The total importance of all roads is 6 + 9 + 8 + 7 + 7 + 6 = 43.
It can be shown that we cannot obtain a greater total importance than 43.

Example 2:

Input: n = 5, roads = [[0,3],[2,4],[1,3]]
Output: 20
Explanation: The figure above shows the country and the assigned values of [4,3,2,5,1].
- The road (0,3) has an importance of 4 + 5 = 9.
- The road (2,4) has an importance of 2 + 1 = 3.
- The road (1,3) has an importance of 3 + 5 = 8.
The total importance of all roads is 9 + 3 + 8 = 20.
It can be shown that we cannot obtain a greater total importance than 20.

 

Constraints:

  • 2 <= n <= 5 * 104
  • 1 <= roads.length <= 5 * 104
  • roads[i].length == 2
  • 0 <= ai, bi <= n - 1
  • ai != bi
  • There are no duplicate roads.

Solution Explanation: Maximum Total Importance of Roads

This problem asks us to find the maximum total importance of roads in a network of cities by assigning unique integer values (from 1 to n) to each city. The importance of a road is the sum of the values of the cities it connects. The goal is to maximize the sum of the importance of all roads.

Core Idea: A greedy approach works optimally here. The intuition is that cities with more roads connected to them should receive higher values to contribute more significantly to the overall road importance.

Algorithm:

  1. Degree Calculation: We first calculate the degree of each city (the number of roads connected to it). This is stored in an array deg. We iterate through the roads array; for each road [a, b], we increment the degree of city a and city b.

  2. Sorting: We sort the deg array in ascending order. This ensures that cities with fewer connections get smaller values, while cities with more connections receive larger values.

  3. Importance Calculation: We iterate through the sorted deg array. For each city's degree deg[i], we multiply it by (i+1). This assigns the values 1, 2, 3,...n to the cities in increasing order of their degree.
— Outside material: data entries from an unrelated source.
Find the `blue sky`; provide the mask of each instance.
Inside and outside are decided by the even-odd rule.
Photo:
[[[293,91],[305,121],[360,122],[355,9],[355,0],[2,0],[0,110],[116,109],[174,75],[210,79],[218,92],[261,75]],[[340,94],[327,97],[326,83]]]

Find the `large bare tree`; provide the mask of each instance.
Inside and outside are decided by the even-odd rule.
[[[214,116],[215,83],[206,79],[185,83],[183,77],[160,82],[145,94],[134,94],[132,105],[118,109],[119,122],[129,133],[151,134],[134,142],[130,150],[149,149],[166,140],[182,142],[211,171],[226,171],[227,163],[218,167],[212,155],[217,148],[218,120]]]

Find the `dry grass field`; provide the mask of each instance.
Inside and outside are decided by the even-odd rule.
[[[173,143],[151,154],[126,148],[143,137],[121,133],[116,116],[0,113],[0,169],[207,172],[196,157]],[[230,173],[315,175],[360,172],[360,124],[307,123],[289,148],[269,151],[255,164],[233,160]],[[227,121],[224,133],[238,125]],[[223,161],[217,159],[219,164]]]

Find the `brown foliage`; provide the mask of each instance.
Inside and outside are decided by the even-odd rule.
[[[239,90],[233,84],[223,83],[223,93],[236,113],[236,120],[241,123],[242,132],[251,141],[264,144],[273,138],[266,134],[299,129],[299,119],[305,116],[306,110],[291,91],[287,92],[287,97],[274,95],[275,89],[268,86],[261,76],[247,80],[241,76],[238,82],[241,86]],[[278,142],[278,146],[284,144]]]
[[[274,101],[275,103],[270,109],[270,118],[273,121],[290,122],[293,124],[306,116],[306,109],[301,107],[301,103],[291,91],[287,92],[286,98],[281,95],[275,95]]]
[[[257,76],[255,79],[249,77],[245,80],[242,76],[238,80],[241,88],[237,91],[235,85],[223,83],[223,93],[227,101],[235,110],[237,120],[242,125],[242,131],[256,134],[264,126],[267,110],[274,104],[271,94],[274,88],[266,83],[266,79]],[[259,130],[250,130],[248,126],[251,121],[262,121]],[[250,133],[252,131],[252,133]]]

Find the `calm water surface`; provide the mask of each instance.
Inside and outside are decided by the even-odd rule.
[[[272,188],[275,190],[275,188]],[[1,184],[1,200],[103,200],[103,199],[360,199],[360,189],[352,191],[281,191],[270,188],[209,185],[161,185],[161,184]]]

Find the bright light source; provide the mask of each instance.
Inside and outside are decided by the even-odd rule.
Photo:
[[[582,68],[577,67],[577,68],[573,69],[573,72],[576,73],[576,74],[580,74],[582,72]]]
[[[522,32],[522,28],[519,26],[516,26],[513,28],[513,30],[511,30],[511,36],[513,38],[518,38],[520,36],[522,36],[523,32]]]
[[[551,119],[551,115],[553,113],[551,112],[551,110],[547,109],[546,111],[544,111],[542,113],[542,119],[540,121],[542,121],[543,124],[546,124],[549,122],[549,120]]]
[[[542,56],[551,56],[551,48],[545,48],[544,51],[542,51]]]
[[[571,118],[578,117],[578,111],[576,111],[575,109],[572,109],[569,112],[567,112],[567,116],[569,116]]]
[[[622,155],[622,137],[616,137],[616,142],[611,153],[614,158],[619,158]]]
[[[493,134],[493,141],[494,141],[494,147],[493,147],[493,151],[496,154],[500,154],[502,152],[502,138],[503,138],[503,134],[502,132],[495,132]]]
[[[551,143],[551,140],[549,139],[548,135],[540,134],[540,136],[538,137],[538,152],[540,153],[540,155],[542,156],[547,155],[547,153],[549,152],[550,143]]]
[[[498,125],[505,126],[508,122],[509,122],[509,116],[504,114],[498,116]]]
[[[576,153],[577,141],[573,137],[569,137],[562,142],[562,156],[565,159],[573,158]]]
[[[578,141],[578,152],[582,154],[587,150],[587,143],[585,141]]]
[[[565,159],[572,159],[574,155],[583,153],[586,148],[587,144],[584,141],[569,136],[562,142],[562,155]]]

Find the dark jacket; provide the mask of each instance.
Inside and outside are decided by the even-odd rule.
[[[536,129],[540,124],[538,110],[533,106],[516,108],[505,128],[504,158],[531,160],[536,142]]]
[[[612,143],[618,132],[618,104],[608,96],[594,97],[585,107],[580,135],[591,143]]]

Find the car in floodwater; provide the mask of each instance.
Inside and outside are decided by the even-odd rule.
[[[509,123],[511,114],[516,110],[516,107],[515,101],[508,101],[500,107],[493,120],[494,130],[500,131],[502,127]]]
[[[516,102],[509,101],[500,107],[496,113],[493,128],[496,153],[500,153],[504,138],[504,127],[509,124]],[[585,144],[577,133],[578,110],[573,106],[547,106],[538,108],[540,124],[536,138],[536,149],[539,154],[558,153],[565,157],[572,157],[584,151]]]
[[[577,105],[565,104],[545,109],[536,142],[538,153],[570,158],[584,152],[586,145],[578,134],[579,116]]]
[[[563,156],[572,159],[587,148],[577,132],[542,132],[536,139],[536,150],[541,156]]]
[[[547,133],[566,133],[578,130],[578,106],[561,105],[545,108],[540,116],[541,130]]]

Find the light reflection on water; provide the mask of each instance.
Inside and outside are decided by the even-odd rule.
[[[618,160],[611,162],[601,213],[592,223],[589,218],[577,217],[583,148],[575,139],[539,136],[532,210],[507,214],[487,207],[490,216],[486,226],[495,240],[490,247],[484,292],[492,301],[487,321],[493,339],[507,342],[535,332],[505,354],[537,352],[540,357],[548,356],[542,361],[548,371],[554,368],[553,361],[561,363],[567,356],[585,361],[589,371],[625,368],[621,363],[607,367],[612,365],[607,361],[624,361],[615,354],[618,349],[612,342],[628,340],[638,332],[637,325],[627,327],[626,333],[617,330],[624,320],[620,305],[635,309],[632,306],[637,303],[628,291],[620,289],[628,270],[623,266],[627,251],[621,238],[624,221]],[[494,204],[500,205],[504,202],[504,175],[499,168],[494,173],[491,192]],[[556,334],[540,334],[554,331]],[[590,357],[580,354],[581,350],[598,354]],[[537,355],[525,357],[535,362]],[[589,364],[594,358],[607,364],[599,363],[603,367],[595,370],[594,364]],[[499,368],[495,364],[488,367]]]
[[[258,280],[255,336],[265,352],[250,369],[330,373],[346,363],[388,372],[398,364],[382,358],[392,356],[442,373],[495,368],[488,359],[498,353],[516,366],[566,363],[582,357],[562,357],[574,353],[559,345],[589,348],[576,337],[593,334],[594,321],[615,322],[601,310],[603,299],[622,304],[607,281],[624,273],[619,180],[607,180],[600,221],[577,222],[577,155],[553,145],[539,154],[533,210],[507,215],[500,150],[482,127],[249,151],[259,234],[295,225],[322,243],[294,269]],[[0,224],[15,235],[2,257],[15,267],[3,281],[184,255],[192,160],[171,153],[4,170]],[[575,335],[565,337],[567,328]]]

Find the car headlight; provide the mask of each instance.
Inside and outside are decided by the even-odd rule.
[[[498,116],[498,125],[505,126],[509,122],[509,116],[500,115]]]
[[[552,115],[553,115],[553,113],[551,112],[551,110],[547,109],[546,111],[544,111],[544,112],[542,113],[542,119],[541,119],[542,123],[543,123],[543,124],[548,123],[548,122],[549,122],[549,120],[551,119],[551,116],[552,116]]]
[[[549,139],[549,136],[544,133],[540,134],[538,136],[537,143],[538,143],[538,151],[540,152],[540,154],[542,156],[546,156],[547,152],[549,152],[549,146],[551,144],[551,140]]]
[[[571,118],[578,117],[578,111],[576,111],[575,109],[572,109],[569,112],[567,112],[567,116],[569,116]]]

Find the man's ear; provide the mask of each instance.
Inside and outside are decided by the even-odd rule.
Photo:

This is where the greedy strategy comes into play: cities with higher degrees (more connections) receive larger values, maximizing the overall importance.

  4. Return Value: The sum of these products is the maximum total importance of all roads.

Time and Space Complexity:

  • Time Complexity: O(n log n). The dominant operation is sorting the deg array, which takes O(n log n) time using efficient sorting algorithms. The other operations (degree calculation and importance calculation) take linear time, O(n).

  • Space Complexity: O(n). We use an array deg of size n to store the degrees of the cities.

Code Implementation (Python):

class Solution:
    def maximumImportance(self, n: int, roads: List[List[int]]) -> int:
        deg = [0] * n  # Initialize degree array
        for u, v in roads: # Iterate through roads
            deg[u] += 1   # Increment degree for each city
            deg[v] += 1
        deg.sort()        # Sort degrees in ascending order
        total_importance = 0
        for i in range(n): # Assign values and calculate total importance
            total_importance += deg[i] * (i + 1) # City with degree deg[i] gets value (i+1)
        return total_importance

The code in other languages (Java, C++, Go, TypeScript) follows the same algorithm with minor syntactic differences. The core steps of degree calculation, sorting, and importance calculation remain consistent.